Down in Texas, not far from where the government torched the Branch Davidians alive, anti-death penalty advocates spared the life of Kenneth Foster, who was to be put to death for a murder he didn’t commit. Or traverse Interstate 10 to New Orleans where passionate groups of local citizens, without much help from the Federal government are slowly rebuilding their forgotten neighborhoods. Many lost everything in the devastating, preventable Katrina floods of 2005. But they refuse to give up. Since we are in Louisiana, why not roll on over to the tiny town of Jena where protests rage on over the racist incarceration of six black youths who were unfairly imprisoned for beating a white kid.
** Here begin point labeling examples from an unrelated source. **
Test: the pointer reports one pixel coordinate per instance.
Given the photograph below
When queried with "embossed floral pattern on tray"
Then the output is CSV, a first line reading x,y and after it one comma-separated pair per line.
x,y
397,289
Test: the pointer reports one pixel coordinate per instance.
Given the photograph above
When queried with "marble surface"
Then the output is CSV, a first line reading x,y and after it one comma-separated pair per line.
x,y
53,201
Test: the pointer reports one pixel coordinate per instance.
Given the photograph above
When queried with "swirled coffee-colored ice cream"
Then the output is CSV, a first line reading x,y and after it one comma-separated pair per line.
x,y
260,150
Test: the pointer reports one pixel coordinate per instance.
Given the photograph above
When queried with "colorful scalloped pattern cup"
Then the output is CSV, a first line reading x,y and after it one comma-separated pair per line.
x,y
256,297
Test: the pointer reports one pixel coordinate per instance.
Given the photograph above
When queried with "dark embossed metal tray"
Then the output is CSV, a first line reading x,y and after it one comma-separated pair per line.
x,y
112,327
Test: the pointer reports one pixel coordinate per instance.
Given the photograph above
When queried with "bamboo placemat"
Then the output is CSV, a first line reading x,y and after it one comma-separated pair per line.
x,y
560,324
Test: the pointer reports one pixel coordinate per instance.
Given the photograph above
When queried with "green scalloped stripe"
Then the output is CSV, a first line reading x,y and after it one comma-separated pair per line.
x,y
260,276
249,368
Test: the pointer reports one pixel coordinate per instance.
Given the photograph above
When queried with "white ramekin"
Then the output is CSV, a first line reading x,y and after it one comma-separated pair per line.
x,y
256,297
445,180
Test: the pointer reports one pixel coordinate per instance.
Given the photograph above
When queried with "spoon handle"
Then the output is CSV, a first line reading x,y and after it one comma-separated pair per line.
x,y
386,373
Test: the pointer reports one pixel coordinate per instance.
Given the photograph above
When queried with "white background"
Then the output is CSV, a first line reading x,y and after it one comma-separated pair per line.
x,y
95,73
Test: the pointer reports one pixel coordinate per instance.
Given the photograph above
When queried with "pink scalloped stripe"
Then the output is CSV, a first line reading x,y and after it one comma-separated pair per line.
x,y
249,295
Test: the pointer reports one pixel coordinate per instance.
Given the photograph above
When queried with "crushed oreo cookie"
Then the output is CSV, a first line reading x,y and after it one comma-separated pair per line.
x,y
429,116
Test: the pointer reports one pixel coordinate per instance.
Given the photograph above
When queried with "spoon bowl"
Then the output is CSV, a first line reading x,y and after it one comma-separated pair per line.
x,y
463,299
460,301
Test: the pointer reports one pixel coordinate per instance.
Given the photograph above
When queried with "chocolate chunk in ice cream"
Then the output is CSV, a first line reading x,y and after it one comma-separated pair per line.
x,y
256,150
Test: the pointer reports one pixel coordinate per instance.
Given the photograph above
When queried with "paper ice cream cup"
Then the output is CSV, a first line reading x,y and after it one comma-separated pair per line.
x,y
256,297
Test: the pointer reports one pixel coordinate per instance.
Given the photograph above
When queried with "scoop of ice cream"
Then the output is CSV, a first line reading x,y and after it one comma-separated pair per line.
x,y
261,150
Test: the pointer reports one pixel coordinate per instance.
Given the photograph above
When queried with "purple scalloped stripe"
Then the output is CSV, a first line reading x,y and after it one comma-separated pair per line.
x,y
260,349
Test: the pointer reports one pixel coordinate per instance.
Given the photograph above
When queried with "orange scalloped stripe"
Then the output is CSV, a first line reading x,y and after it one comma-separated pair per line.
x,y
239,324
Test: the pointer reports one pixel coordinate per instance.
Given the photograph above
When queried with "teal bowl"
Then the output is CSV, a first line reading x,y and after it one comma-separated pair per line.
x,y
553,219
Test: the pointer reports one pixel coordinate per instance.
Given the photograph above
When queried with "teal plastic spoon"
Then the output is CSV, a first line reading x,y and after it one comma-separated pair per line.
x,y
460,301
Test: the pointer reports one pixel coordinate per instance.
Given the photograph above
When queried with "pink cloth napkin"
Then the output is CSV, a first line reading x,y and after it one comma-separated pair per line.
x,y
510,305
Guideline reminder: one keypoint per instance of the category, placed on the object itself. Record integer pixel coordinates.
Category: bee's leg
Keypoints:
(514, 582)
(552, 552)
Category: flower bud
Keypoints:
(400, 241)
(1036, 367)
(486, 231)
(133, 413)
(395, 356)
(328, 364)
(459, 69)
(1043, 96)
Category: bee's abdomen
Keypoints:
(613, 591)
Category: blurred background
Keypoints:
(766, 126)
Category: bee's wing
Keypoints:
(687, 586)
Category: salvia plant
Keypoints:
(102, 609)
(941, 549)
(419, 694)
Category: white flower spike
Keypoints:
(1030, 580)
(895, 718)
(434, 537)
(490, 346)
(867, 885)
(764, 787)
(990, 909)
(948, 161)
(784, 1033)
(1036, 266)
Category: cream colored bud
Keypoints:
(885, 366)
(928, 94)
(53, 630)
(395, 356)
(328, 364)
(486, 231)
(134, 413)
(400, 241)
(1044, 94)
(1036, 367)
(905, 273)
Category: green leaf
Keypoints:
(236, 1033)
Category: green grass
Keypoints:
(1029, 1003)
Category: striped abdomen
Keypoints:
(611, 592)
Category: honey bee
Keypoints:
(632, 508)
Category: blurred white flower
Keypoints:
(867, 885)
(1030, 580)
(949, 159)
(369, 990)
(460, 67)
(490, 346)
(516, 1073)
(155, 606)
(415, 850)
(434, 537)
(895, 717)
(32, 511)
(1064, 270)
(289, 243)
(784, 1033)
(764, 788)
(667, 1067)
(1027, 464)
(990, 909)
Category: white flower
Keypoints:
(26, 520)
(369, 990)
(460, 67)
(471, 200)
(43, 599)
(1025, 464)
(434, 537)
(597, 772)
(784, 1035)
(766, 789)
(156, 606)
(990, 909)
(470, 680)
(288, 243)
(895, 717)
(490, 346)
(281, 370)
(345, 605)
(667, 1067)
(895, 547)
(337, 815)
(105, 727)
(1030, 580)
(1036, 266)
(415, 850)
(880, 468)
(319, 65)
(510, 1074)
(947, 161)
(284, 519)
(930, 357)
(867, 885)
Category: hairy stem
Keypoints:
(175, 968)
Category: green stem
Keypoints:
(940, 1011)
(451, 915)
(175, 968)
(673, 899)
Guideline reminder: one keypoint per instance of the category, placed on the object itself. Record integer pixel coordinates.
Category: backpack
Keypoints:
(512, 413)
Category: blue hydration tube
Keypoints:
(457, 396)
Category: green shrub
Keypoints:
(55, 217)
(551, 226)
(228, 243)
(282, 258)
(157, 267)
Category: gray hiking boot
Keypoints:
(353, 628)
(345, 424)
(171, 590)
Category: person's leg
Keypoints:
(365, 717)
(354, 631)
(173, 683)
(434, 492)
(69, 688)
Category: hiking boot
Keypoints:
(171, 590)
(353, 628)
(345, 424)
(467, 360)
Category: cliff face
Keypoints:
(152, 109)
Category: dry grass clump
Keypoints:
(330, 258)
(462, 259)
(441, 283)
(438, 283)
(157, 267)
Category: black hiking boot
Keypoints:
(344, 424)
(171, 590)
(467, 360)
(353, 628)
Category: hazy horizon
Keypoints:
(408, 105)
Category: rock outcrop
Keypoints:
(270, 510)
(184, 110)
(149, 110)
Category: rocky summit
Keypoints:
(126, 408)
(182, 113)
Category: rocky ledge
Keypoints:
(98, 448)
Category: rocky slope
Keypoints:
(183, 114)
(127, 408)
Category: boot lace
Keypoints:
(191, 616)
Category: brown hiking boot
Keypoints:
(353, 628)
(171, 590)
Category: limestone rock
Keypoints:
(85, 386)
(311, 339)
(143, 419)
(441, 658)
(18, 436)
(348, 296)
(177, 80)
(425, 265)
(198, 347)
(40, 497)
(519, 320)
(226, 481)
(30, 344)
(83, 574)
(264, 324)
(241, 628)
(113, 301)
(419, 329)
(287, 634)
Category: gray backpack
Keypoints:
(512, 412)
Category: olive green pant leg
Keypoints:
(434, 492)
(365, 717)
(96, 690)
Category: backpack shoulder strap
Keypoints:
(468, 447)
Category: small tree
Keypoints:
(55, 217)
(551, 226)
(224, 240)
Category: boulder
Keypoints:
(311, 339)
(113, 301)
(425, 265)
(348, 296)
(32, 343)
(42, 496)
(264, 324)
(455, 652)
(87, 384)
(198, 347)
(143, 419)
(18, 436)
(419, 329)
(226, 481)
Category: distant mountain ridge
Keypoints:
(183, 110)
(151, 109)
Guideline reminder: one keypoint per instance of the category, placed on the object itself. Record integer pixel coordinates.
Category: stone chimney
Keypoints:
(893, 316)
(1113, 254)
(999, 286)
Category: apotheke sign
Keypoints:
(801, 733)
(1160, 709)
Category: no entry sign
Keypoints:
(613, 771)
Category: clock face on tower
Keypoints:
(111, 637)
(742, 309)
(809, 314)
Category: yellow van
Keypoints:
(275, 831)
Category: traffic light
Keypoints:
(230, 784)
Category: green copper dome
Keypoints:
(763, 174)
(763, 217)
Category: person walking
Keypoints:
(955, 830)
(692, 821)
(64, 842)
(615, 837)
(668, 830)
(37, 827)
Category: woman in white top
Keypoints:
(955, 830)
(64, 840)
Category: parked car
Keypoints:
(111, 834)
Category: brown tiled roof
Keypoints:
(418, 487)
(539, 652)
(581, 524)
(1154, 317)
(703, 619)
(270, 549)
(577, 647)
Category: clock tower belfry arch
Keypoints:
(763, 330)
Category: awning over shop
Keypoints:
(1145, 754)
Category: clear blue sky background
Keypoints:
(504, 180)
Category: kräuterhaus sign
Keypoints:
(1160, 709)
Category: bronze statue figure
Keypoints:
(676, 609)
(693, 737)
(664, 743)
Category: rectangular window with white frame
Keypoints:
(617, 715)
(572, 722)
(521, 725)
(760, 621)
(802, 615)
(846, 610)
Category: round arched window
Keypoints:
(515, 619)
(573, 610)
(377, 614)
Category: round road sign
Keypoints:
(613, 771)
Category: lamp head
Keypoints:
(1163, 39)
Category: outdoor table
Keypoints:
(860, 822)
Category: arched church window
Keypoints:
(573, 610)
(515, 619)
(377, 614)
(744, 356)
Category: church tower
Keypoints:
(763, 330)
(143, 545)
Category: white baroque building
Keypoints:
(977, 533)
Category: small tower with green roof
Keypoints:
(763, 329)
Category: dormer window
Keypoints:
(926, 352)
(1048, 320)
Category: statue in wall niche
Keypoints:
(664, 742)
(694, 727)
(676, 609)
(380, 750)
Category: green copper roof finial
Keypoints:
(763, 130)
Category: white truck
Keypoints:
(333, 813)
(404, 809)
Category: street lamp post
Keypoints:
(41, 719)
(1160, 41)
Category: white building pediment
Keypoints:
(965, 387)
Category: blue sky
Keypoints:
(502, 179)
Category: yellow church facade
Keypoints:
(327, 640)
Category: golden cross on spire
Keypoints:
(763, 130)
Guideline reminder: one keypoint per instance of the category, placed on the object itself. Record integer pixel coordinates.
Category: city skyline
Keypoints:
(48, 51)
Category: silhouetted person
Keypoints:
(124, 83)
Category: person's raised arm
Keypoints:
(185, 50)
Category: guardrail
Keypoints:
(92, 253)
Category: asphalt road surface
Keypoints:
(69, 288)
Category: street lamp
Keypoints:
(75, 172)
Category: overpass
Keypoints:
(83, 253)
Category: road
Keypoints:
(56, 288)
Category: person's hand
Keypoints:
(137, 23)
This book offers a just a few snapshots of the grassroots resistance taking place in the forgotten heartland of America. These are tales of rebellion and courage. Out here activism isn’t for the faint of heart. Be thankful someone is willing to do the dirty work.
Nope, we’re not supposed to exist. But here we are, in the flesh, with mud on our boots and green fire in our souls—living examples of what Greil Marcus calls the Invisible Republic. Deal with it.